At E-Ching and David's Chinese New Year party yesterday, I had a conversation with another of their friends named John, about how in Disney World in January, we were asked to put our finger in one scanner while our ticket was being scanned in another.
I just assumed, and really didn't like the idea, that they were taking my fingerprint. After our discussion yesterday, I googled the practice, where to my surprise I found that they are not taking the standard fingerprint (which is good news), but "recording onto tickets the geometry and shape of visitors’ fingers to prevent ticket fraud or resale, as an alternative to time-consuming photo identification checks."
|"It’s essentially a technology upgrade," said Kim Prunty, spokeswoman for Walt Disney World. The new scanner, like the old finger geometry scanner, "takes an image, identifies a series of points, measures the distance between those points, and turns it into a numerical value." |
She added, "To call it a fingerprint is a little bit of a stretch."
Here is the article—Walt Disney World: The Government's Tomorrowland?—in its entirety if you're interested in further details.
While working out, I keep seeing commercials—on the gazillion TVs strung across the place—for the show Lost.
Though I haven't had a television for (coming up in March, who's counting) six years, I have heard of this show, basically just knowing that it is wildly popular.
What I don't understand, from the several commercials that I've seen for it, is how the people on this island restock the ammunition to fire the many guns that always seem to be going off in these previews.
Actually, I don't even know where they are lost. For some reason, I'm assuming it's an island somewhere, but perhaps it just the history of the three-hour tour gone bad that's clouding my vision. Perhaps they're on some planet where ammunition grows wild.
I know my dad, a 30-year veteran of the Unites States Marine Corps, would at the very least grunt at this, and at the very worst, go ballistic over it. Berkeley vs. the Marines: The city of Berkeley, California, told the Marines that their recruiting office was not welcome there. It is rather hard to believe.

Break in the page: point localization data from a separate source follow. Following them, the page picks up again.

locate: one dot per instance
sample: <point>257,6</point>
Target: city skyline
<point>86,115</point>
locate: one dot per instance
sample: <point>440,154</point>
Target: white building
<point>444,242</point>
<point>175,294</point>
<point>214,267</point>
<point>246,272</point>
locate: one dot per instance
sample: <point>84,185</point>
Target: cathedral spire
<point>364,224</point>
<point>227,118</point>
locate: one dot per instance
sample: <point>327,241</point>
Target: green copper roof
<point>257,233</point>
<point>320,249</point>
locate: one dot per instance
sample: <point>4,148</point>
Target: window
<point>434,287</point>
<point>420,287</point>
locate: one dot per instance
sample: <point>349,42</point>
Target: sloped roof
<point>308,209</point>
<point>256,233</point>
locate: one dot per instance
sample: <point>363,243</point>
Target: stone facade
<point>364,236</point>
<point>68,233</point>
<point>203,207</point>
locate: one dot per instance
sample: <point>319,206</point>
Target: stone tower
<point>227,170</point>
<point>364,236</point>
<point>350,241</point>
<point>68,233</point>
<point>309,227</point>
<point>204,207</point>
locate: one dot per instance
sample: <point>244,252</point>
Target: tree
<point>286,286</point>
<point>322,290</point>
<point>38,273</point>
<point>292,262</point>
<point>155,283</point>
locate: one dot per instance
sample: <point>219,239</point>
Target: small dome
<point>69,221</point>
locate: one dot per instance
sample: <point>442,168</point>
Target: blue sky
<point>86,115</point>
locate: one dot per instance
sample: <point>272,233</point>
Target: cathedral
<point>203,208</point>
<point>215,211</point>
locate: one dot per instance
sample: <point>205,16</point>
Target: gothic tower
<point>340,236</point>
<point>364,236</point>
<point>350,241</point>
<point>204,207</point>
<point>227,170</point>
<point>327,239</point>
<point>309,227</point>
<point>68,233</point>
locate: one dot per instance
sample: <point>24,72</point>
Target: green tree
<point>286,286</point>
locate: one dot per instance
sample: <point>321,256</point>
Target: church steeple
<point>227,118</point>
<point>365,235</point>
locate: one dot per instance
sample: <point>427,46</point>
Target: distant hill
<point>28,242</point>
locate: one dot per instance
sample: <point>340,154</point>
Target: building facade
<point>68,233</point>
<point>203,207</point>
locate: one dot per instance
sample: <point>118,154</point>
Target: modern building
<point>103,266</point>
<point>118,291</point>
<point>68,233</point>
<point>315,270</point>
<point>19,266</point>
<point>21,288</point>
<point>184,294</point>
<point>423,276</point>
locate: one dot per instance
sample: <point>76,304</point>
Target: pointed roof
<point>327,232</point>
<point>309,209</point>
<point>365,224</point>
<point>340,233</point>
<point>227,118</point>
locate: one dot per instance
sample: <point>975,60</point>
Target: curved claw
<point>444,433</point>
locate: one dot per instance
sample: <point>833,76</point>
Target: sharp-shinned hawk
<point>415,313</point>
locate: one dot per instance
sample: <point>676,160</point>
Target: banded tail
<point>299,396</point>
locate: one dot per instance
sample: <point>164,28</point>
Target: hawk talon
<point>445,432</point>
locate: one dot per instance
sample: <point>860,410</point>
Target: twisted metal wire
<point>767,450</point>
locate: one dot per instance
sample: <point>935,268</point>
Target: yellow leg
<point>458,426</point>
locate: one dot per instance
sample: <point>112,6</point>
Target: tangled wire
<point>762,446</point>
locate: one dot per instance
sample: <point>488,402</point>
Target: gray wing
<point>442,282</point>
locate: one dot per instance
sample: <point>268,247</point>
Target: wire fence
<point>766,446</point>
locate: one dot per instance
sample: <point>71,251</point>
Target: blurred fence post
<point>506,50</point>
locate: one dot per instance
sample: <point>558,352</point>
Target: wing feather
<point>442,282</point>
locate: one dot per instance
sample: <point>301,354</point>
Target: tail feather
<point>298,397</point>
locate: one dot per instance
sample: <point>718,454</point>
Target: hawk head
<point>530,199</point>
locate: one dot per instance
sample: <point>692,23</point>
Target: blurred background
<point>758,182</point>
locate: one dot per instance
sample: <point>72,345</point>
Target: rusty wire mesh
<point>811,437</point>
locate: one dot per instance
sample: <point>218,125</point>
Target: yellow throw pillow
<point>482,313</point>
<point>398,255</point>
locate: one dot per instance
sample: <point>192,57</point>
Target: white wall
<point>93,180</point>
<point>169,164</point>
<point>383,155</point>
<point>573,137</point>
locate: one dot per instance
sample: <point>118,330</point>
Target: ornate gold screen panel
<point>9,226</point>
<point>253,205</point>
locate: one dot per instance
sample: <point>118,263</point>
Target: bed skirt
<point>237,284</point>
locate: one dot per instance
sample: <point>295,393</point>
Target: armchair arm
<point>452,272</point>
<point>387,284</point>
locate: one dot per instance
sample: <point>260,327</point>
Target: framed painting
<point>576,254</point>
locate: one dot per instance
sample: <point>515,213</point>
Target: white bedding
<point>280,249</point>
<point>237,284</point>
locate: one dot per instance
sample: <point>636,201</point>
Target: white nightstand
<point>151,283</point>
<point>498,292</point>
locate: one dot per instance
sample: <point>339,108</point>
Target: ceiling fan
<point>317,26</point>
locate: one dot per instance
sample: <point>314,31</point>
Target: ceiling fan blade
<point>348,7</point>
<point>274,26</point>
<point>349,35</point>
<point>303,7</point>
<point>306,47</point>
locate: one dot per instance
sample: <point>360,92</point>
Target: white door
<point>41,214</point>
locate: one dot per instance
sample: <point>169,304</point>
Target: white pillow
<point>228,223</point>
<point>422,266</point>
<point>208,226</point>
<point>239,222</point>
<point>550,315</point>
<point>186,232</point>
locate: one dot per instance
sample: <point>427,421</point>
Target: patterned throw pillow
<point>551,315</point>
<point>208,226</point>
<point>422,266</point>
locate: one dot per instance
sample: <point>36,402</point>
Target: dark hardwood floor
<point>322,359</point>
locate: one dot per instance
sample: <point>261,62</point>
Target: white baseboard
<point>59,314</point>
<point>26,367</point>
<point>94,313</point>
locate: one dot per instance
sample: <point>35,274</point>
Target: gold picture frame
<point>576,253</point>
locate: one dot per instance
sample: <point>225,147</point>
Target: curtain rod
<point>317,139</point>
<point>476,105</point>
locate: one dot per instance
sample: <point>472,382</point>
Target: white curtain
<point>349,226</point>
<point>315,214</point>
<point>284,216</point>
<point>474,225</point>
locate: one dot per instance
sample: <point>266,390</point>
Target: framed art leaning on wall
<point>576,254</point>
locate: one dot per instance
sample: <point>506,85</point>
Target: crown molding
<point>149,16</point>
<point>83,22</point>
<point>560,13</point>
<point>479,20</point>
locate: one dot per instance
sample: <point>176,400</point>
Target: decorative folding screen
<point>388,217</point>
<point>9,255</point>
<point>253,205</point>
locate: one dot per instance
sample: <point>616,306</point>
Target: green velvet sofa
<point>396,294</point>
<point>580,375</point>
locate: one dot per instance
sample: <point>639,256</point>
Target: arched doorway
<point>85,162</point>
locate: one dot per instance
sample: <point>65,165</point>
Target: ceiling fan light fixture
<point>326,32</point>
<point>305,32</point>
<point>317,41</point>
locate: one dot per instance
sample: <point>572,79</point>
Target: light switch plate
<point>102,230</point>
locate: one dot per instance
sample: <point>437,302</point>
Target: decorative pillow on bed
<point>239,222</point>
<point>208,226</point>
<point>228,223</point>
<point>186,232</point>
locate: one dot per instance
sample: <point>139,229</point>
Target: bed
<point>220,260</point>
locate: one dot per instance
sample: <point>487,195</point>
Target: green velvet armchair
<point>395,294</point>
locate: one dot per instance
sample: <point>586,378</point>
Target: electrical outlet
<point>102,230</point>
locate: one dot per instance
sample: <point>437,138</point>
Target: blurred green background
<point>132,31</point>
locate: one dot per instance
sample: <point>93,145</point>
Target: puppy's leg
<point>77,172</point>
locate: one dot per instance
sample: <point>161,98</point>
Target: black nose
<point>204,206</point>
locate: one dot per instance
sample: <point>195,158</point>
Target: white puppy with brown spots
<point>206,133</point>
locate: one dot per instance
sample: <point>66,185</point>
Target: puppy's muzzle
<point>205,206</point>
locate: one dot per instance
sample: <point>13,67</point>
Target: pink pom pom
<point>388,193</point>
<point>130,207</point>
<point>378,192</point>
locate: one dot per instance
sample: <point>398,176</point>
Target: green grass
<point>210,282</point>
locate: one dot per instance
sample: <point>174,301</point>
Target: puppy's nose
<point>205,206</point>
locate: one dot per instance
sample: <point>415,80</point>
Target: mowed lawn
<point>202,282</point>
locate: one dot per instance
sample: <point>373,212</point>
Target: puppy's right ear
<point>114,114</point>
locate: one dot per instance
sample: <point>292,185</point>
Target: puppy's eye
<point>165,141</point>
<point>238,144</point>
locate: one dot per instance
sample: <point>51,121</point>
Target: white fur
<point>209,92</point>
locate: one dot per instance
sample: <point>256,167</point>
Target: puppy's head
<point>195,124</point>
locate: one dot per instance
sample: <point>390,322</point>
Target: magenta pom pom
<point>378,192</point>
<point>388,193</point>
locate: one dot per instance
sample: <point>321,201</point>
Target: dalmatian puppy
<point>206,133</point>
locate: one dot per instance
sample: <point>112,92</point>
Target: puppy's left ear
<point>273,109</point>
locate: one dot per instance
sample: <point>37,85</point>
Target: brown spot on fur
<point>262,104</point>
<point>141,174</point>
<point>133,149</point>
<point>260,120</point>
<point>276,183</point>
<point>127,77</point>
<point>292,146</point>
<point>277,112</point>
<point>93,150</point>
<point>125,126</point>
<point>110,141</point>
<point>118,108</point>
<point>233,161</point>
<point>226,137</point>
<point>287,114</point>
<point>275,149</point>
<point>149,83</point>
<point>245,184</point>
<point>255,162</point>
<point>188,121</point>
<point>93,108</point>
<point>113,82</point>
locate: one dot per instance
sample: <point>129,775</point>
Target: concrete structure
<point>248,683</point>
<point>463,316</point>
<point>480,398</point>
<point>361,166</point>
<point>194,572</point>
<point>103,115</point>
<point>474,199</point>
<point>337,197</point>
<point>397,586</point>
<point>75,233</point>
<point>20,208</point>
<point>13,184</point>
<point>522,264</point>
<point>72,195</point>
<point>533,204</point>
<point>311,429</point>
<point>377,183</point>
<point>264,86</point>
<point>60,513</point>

Juxtaposed to that, for comic relief—an excerpt from a friend of mine's blog with this exchange while buying a cup of coffee at his local McDonald's:
|Little girl behind the counter asked, "Do you want sugar and cream?"|
I said, "Yes."
She asked, "How much of each?"
I told her, "Sweeter than Rupaul and lighter than Beyoncé."
She said, "You know dat ain't right?"
I spoke with my parents today for the first time in probably a month-and-a-half. My dad sounded great, which is very unusual, and very welcome.
My mom said, "I was just thinking about you guys in church yesterday. 'Here I am praying for my kids, and I haven't talked to them in so long.'"
I asked her if she's doing anything for her birthday (coming up on March 1st), and she said, "Nah, we're too old to do anything for our birthdays anymore. We're going to go out for some filet mignon on Valentine's Day, as that'll be 60 years since the day your father and I met each other."
This is news to me; I had no idea they met on Valentine's Day, and I had no idea that they evidently dated for 4-5 years before they got married, because they'll be celebrating their 55th wedding anniversary in September. Surely, they had some nooky with each other during all that time. [Don't call me Shirley, and don't make me think about my parents having sex.]
I went to the gym late tonight—at 8:45. I was going to do an hour's worth of the elliptical as usual, but decided to stop after 30 minutes, since I'm going to be back there tomorrow morning at 7:30 to meet Kevin (av8rdude). It's Free Bagel day!
Today's workout statistics:
Yay! As stated in yesterday's entry: "A healthy 50-year-old man should have a capacity of at least 9.2 METs."
Watch me up and have a stroke tomorrow.